I am trying to use ThreadPoolExecutor with 8 workers on a csv file data. When I read the csv file using csv.DictReader, I get a dictionaries with header as a key and each row having the value.
Now when I run the ThreadPoolExecutor, all 8 workers start using the data in the first row which is not ideal. I want each worker(thread) to first import csv file, randomize the row data and then go through all of them using for loop.
def grab_data(i):
with open('devices.csv', 'r') as csv_file:
csv_reader = csv.DictReader(csv_file)
# Need something here to randomize the print
print(*csv_reader)
with ThreadPoolExecutor(max_workers=5, thread_name_prefix="API") as executor:
executor.map(grab_data, range(1, 15))
Current output will be same for all worker:
{'A': 'FLR', 'B': 'E', 'C': 'SYM', 'D': 'DY', 'E': 'OE'}
{'A': 'NZZ', 'B': 'QBS', 'C': 'CT', 'D': 'BI', 'E': 'JG'}
{'A': 'MVU', 'B': 'RQ', 'C': 'IG', 'D': 'XD', 'E': 'AO'}
{'A': 'XX', 'B': 'GWP', 'C': 'EA', 'D': 'FF', 'E': 'BW'}
For Second Worker
{'A': 'FLR', 'B': 'E', 'C': 'SYM', 'D': 'DY', 'E': 'OE'}
{'A': 'NZZ', 'B': 'QBS', 'C': 'CT', 'D': 'BI', 'E': 'JG'}
{'A': 'MVU', 'B': 'RQ', 'C': 'IG', 'D': 'XD', 'E': 'AO'}
{'A': 'XX', 'B': 'GWP', 'C': 'EA', 'D': 'FF', 'E': 'BW'}
I want for second worker to randomize the lines with output looking like this:
{'A': 'MVU', 'B': 'RQ', 'C': 'IG', 'D': 'XD', 'E': 'AO'}
{'A': 'FLR', 'B': 'E', 'C': 'SYM', 'D': 'DY', 'E': 'OE'}
{'A': 'XX', 'B': 'GWP', 'C': 'EA', 'D': 'FF', 'E': 'BW'}
{'A': 'NZZ', 'B': 'QBS', 'C': 'CT', 'D': 'BI', 'E': 'JG'}
Now from here, I will use this data in a for loop:
for line in csv_reader:
r = requests.get(
url=f"https://192.168.1.56:1813/rest/{line['A']}/sh/1/sl/{line['B']}/{line['C']}/status?",
verify=False,
auth=('random', 'TestTest'),
)
So that all workers are working on different data at a time, and not on same data.
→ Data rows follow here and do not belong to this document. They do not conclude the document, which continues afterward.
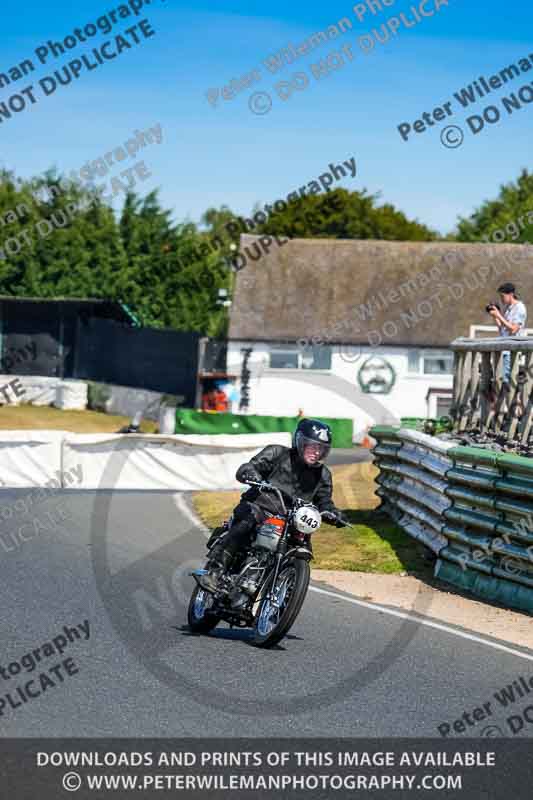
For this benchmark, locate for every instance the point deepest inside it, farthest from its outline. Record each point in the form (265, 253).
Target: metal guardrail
(472, 506)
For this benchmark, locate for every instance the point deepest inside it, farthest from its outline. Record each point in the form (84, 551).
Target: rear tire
(291, 587)
(199, 616)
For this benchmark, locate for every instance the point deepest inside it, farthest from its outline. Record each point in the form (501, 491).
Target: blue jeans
(507, 367)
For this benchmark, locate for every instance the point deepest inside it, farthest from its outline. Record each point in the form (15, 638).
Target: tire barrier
(473, 507)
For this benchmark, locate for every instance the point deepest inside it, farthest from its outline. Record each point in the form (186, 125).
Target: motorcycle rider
(296, 471)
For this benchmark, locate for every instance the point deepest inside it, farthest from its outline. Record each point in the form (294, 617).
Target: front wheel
(281, 605)
(200, 616)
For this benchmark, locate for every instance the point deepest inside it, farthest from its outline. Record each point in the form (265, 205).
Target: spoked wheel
(201, 616)
(279, 608)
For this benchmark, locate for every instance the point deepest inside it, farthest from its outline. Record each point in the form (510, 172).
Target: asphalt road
(348, 668)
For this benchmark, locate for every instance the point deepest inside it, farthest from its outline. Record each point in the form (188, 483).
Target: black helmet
(312, 431)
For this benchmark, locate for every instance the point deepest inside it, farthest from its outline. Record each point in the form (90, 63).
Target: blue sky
(225, 154)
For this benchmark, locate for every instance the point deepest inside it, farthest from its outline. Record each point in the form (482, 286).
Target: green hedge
(190, 421)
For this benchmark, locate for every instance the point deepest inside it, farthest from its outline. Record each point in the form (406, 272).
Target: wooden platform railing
(482, 401)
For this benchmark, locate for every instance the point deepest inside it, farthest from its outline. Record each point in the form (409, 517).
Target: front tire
(273, 621)
(200, 617)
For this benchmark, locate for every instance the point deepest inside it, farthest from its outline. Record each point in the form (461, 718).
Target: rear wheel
(279, 608)
(201, 616)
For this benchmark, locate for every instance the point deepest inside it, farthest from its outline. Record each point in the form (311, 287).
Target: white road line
(423, 621)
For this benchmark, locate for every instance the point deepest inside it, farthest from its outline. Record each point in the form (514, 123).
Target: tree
(174, 280)
(507, 218)
(345, 215)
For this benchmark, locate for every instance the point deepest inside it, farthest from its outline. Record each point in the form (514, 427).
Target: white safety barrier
(30, 458)
(129, 461)
(44, 391)
(179, 463)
am somewhat confused as the end goal is not specified/clear to me. ? Why not read the csv into the main thread, generate a randomised list for each worker, then let them iterate over that list to access the specific record in turn ? , relatively trivial (ASSUMING THEY ARE ONLY READING) - example below FOR DEMONSTRATION PURPOSES only !
(using pandas or duckdb likewise trivial)
$ cat swarm.py
import sys
import csv
import random
from concurrent.futures import ThreadPoolExecutor
def load_csv(filepath):
with open(filepath, newline='') as f:
reader = csv.DictReader(f)
return list(reader) # list of dicts
data = load_csv(sys.argv[1])
numRows = len(data)
nDrones = 4
if len(sys.argv) == 3:
nDrones = int(sys.argv[2])
# Worker function
def Worker(rowsToProcess, droneId):
rows=list(range(rowsToProcess))
random.shuffle(rows)
for idx in rows:
row = data[idx]
print(f"[Worker {droneId}] Record {idx}: {row}")
return f"Worker {droneId} finished"
# Run threads
with ThreadPoolExecutor(max_workers=nDrones) as theHive:
bees = []
for i in range(nDrones):
bees.append(theHive.submit(Worker, numRows, i))
for bee in bees:
print(bee.result())
#
# run it - with 5 threads
#
$ python swarm.py test.csv 5
[Worker 0] Record 3: {'AsOfDate': "'22/11/2024'", 'RECNO': 'ROW1', 'Value': '-2500'}
[Worker 0] Record 0: {'AsOfDate': "'05/11/2024'", 'RECNO': 'ROW1', 'Value': '-4000'}
[Worker 0] Record 2: {'AsOfDate': "'04/02/2024'", 'RECNO': 'ROW3', 'Value': '-2250'}
[Worker 0] Record 1: {'AsOfDate': "'04/01/2024'", 'RECNO': 'ROW2', 'Value': '-3000'}
[Worker 1] Record 2: {'AsOfDate': "'04/02/2024'", 'RECNO': 'ROW3', 'Value': '-2250'}
[Worker 1] Record 1: {'AsOfDate': "'04/01/2024'", 'RECNO': 'ROW2', 'Value': '-3000'}
[Worker 2] Record 0: {'AsOfDate': "'05/11/2024'", 'RECNO': 'ROW1', 'Value': '-4000'}
[Worker 1] Record 0: {'AsOfDate': "'05/11/2024'", 'RECNO': 'ROW1', 'Value': '-4000'}
[Worker 3] Record 2: {'AsOfDate': "'04/02/2024'", 'RECNO': 'ROW3', 'Value': '-2250'}
[Worker 2] Record 1: {'AsOfDate': "'04/01/2024'", 'RECNO': 'ROW2', 'Value': '-3000'}
[Worker 4] Record 3: {'AsOfDate': "'22/11/2024'", 'RECNO': 'ROW1', 'Value': '-2500'}
[Worker 3] Record 0: {'AsOfDate': "'05/11/2024'", 'RECNO': 'ROW1', 'Value': '-4000'}
[Worker 2] Record 2: {'AsOfDate': "'04/02/2024'", 'RECNO': 'ROW3', 'Value': '-2250'}
Worker 0 finished
[Worker 1] Record 3: {'AsOfDate': "'22/11/2024'", 'RECNO': 'ROW1', 'Value': '-2500'}
[Worker 2] Record 3: {'AsOfDate': "'22/11/2024'", 'RECNO': 'ROW1', 'Value': '-2500'}
[Worker 4] Record 2: {'AsOfDate': "'04/02/2024'", 'RECNO': 'ROW3', 'Value': '-2250'}
Worker 1 finished
[Worker 3] Record 3: {'AsOfDate': "'22/11/2024'", 'RECNO': 'ROW1', 'Value': '-2500'}
Worker 2 finished
[Worker 4] Record 1: {'AsOfDate': "'04/01/2024'", 'RECNO': 'ROW2', 'Value': '-3000'}
[Worker 3] Record 1: {'AsOfDate': "'04/01/2024'", 'RECNO': 'ROW2', 'Value': '-3000'}
[Worker 4] Record 0: {'AsOfDate': "'05/11/2024'", 'RECNO': 'ROW1', 'Value': '-4000'}
Worker 3 finished
Worker 4 finished